Impressions vs. Clicks
When you sign up for your ads, there are two ways to go about it. You can pay per impression, or per click. This is the beauty of contextual advertising, because it offers the best of PPC, where you only pay when people visit your site, with the benefits of media buying, where you can get multiple clicks for the same price. If you pay for impression, your ad will load up for a set number of viewers. If you get a high click rate on those views, you can get more clicks than you might have through PPC. However, if the ad is ineffective, you might not get any clicks, in which case, you can opt for PPC so that you only have to pay when you get traffic. You can test your ads, and if they are getting a significant number of clicks, you can pay for impressions. If they aren’t getting a high click-through rate, you can pay per click instead.

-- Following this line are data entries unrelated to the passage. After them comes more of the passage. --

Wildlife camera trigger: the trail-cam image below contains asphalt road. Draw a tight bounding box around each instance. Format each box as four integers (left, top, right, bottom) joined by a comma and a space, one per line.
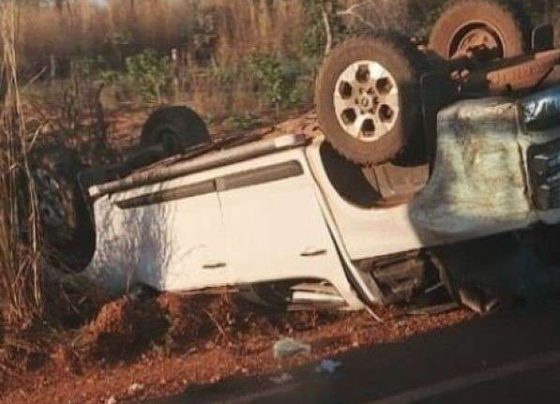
154, 301, 560, 404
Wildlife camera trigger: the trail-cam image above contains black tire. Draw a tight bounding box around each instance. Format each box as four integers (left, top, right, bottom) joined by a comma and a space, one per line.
30, 147, 95, 272
315, 34, 423, 165
140, 107, 211, 157
429, 0, 531, 62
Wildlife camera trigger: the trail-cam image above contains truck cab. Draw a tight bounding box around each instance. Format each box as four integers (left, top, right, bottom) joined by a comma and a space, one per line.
86, 88, 560, 309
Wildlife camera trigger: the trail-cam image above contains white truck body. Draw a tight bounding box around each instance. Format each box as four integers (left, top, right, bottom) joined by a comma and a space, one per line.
86, 93, 560, 309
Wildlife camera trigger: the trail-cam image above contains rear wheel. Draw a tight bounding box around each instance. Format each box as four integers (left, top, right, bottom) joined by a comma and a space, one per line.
140, 107, 211, 157
315, 35, 422, 165
430, 0, 530, 62
30, 147, 95, 272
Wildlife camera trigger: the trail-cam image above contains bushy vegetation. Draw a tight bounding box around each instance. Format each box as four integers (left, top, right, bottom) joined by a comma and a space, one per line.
12, 0, 545, 120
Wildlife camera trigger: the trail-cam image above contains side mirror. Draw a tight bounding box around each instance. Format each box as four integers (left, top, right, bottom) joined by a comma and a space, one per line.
531, 24, 554, 53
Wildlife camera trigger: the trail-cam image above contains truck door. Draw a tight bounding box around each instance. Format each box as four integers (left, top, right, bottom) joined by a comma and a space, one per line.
218, 154, 347, 287
104, 179, 229, 291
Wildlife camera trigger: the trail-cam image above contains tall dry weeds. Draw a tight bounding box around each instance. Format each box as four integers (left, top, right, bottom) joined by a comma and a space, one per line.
0, 0, 43, 325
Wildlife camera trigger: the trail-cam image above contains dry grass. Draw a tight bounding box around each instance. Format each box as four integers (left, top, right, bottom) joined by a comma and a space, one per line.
0, 1, 43, 325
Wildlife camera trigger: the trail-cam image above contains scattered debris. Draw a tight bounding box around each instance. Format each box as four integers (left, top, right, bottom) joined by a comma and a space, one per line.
270, 372, 294, 384
105, 396, 118, 404
315, 359, 342, 374
459, 287, 500, 314
272, 338, 311, 359
366, 306, 383, 324
408, 302, 461, 316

There are a number of benefits to this. One, you get targeted traffic. These are sites that have included keywords related to your niche, and so their readers and people who land on their page after a search inquiry where they are looking up those same keywords. When you consider that you are likely going to be working with Google, Bing, or Yahoo, you have the added benefit of the most advanced algorithms on the planet. They want the ads to work, so they pick the best spaces for your ads. You also get your ads on sites that have small, but intimate traffic. Often times, the visitors are friends of the publishers, which means they are sometimes more likely to click on an ad to support their friends. It is also affordable, so if you have banner ads, you can set up campaigns that are pretty cheap, though I find that Bing and Yahoo are better priced than Google and can potentially get you more clicks per dollar.

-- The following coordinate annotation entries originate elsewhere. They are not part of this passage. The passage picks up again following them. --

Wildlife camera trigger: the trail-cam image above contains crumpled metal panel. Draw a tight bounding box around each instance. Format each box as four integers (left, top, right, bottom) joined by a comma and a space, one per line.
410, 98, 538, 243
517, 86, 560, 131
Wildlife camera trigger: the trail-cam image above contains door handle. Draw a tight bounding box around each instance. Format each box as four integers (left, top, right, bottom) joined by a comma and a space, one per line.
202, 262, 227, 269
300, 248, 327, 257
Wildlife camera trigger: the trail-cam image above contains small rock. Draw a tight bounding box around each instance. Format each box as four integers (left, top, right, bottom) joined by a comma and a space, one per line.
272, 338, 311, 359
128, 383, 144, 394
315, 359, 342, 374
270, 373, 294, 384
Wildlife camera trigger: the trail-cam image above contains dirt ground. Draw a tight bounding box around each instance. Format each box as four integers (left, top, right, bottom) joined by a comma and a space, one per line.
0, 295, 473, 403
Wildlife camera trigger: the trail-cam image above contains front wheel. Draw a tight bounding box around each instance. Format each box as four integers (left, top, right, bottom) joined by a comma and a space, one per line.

One of the cons to this is that you have to have effective banner ads. Some sites have as many as three or four ads on their site, so you are competing with them. As a result, your ad will have to stand out. You might not be a graphic designer, and you might not be good with photoshop, but you can get a good banner ad for relatively little through sites like Design Crowd. Just post your requirements and text on the site, and then let graphic designers compete for your cash with proposed banners, which would make it affordable as this can be done for as little at $50. This added cost is a necessity if you have decided to go with contextual advertising. Another issues is that though the ads are targeted, there is room for error. While the algorithms won’t be posting travel ads to New York when you visit a fan page for Brooklyn Nine Nine, if you are in a polarized field, it might be hard for the algorithm to tell whether the site your ad is being hosted by shares the same views as you do. For instance, you might have an atheist writing an article about the Bible, but a Bible study course might pop up on the website. Chances are the people visiting that site are the least likely people to click on that ad, but by and large, this kind of thing is not an issue. The other issue is that Google has very strict policies, and if they think you’ve violated one of them, they might oust you before you see any results.
For anybody just starting out, I strongly recommend PPC before getting involved with contextual buying, and likewise suggests exploring media buying to get some experience with banner ads, but if you’ve gotten your feet wet and you feel like you are ready to spread out and diversify, contextual advertising if definitely a method that can get you some serious traffic. Don’t be too disappointed if the results aren’t what you expect at first, and don’t sink in any more than you can afford to lose, because it can take a little more time refine the process than it does with PPC, but a lot of the same principles apply.